# most time-effective security tools/measures against zombies?

## idiotprogrammer

Hi, there, I'm reinstalling gentoo for my home web server. I expect it to get a good amount of traffic, though nothing on the level of a commercial server. (That could change over time, and I bought a fairly robust server for this possibility). I'll have a very small number of users with shell accounts.

Frankly, I fell behind on a lot of security things for my last server, namely, updating the emerge packages. I know, it is so easy in gentoo, but I am always falling behind on sys admin tasks. 

I do a fair amount of programming and writing, and the sys admin stuff takes away valuable time. (I'm toyed with the idea of going with hosting, but every time I examine my options, I prefer the flexibility of a home server). 

I know a little bit about security and I have fairly good unix habits. My main goal is NOT protecting data or preventing DOS, but preventing a Chinese hacker from zombifying my web server. I do a lot of admin stuff using Webmin, and I'll be using postfix to do SMTP (for my web forms). Also, I'll have apache, mysql, the usual stuff. 

For this second server, I'm going to spend more time to applying security patches/merges and I have a feeling that will solve a lot of my problems. 

QUESTION: HOW OFTEN SHOULD I BE RECOMPILING THE KERNEL FOR SECURITY REASONS?

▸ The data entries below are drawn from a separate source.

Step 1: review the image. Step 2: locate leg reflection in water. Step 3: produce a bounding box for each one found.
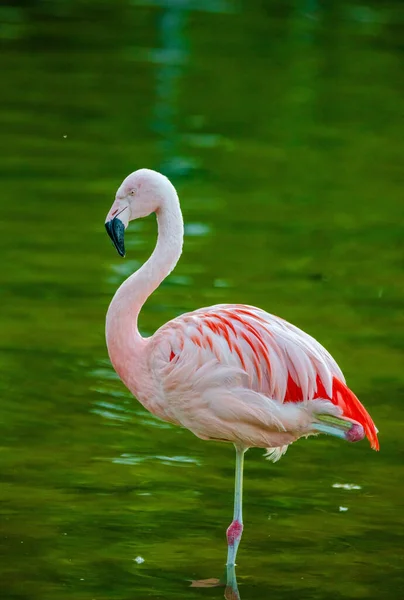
[191,565,240,600]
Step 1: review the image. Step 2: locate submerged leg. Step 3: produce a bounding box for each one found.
[226,446,246,567]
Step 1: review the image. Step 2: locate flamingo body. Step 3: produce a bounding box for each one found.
[106,169,379,565]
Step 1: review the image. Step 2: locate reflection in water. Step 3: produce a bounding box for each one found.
[151,0,238,176]
[191,565,240,600]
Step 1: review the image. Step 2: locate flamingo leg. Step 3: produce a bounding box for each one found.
[226,446,246,567]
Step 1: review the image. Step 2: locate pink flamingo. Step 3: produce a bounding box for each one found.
[105,169,379,566]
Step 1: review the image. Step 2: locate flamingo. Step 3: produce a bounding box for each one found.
[105,169,379,567]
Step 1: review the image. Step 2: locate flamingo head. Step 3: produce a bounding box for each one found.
[105,169,171,256]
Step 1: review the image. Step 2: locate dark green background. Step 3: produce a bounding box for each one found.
[0,0,404,600]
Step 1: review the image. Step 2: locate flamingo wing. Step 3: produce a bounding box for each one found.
[149,304,379,449]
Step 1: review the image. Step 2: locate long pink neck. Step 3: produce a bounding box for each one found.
[106,184,184,391]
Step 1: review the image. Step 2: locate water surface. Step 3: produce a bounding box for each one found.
[0,0,404,600]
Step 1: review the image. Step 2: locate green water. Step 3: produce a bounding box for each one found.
[0,0,404,600]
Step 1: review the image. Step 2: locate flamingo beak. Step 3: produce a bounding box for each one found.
[105,217,125,256]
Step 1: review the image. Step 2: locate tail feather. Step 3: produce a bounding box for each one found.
[331,377,379,450]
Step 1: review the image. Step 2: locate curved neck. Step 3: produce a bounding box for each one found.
[106,185,184,383]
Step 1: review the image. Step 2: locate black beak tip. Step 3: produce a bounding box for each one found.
[105,217,125,257]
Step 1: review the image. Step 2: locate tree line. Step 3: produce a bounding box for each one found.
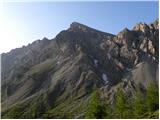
[85,83,159,119]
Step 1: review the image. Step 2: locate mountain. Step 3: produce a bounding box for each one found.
[1,20,159,118]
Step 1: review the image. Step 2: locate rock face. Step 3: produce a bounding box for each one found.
[1,20,159,118]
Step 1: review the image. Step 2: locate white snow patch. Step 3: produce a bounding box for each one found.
[102,73,108,84]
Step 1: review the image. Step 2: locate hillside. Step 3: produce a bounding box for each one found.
[1,20,159,118]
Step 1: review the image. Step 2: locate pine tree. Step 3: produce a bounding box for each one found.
[133,90,146,118]
[86,90,105,119]
[146,83,159,113]
[115,90,126,118]
[114,89,133,119]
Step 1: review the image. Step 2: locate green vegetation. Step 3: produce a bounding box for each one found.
[86,90,105,119]
[2,83,159,119]
[86,83,159,119]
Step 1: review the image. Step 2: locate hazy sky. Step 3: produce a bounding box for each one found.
[0,1,158,53]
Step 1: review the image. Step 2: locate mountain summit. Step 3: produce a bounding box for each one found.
[1,21,159,118]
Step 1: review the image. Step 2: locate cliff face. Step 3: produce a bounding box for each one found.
[1,20,159,118]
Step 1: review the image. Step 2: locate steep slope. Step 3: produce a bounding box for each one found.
[2,20,159,118]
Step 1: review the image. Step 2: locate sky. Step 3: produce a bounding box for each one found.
[0,1,159,53]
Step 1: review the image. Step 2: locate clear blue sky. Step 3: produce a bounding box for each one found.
[0,1,158,52]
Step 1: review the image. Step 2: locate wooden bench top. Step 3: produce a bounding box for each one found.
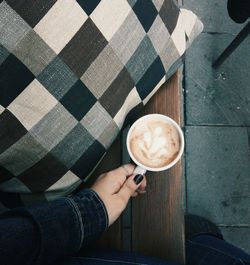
[87,71,185,264]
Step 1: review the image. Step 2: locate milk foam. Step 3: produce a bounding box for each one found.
[129,119,180,168]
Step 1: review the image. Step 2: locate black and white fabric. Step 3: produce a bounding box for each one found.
[0,0,202,206]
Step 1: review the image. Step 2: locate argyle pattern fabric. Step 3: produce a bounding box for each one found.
[0,0,202,206]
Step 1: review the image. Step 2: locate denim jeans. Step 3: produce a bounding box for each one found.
[58,235,250,265]
[0,189,250,265]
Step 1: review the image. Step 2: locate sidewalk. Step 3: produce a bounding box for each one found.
[184,0,250,253]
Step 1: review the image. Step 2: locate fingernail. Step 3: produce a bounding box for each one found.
[134,174,143,185]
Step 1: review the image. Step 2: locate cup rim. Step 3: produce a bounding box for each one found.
[126,113,185,172]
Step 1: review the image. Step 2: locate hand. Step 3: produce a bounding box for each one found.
[92,164,146,225]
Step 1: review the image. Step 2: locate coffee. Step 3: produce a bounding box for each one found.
[129,118,180,168]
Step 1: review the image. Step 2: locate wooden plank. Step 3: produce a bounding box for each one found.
[132,72,185,264]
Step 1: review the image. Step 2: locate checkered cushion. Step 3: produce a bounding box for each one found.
[0,0,202,205]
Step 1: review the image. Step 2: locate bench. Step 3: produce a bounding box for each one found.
[87,70,185,264]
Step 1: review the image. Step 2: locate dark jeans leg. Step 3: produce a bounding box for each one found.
[186,235,250,265]
[57,250,177,265]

QUESTION: IS THERE ANY WAY TO FILTER MY emerge world just to see what security updates need to be applied. I am growing weary of doing this and finding that gcc or php is coming up in my emerge world list. 

Here are some other things I'm considering. Can you give me an opinion about whether these things are worth the trouble to configure and maintain? Consider maintenance time along with strength. 

iptables---overkill for me? 

monit --anybody tried? 

chrootkit

quotas --will this have any impact on zombification? 

snort--is this going to bug the hell out of me? 

LIDS

Am I forgetting something? 

I browsed a little bit on the security section and will probably do some more later. I mainly want  comments about tools from the standpoint of maintenance time and effectiveness. Thanks. 

Robert Nagle 

idiotprogrammer

----------

## tukachinchila

The most likely way you'll get rooted is through easy to guess, or non-existant passwords. Sometimes people setup "test" accounts with no password or "test" as the password. Make sure you don't have anything like that. Gentoo also comes with a lot of accounts that you probably don't need for a webserver (e.g., audio, games, etc.). An easy fix is to delete any accounts you don't plan on using.

 *Quote:*   

> QUESTION: HOW OFTEN SHOULD I BE RECOMPILING THE KERNEL FOR SECURITY REASONS? 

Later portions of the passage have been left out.